Research Changes Ideas About Children and Work - New York Times: "WHEN Americans think about child labor in poor countries, they rarely picture girls fetching water or boys tending livestock. Yet most of the 211 million children, ages 5 to 14, who work worldwide are not in factories. They are working in agriculture - from 92 percent in Vietnam to 63 percent in Guatemala - and most are not paid directly."
"Contrary to popular perception in high-income countries, most working children are employed by their parents rather than in manufacturing establishments or other forms of wage employment," two Dartmouth economists, Eric V. Edmonds and Nina Pavcnik, wrote in "Child Labor in the Global Economy," published in the Winter 2005 Journal of Economic Perspectives....
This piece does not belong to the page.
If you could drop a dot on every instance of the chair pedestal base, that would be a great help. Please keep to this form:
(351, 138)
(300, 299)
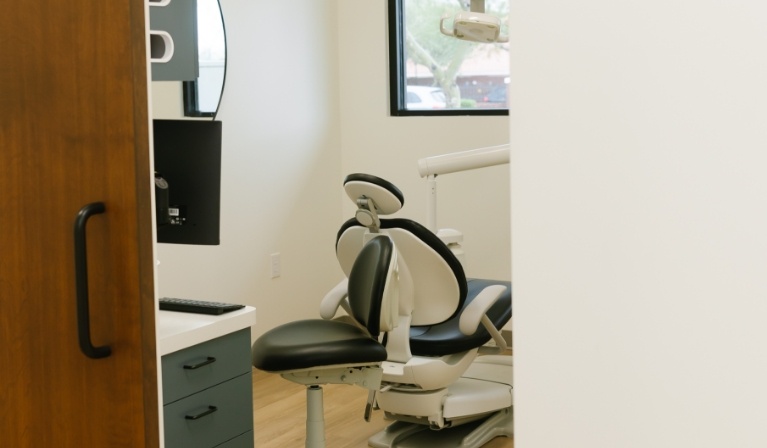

Recent research, however, casts doubt on the cultural explanation. "In every context that I've looked at things, child labor seems to be almost entirely about poverty. I wouldn't say it's only about poverty, but it's got a lot to do with poverty," Professor Edmonds said.
As families' incomes increase, children tend to stop working and, where schools are available, they go to school. If family incomes drop, children are more likely to return to work...
"Child labor does not appear to vary with per capita expenditure until households can meet their food needs, and it then declines dramatically," Professor Edmonds wrote. (His articles may be downloaded at www.dartmouth.edu/~eedmonds.)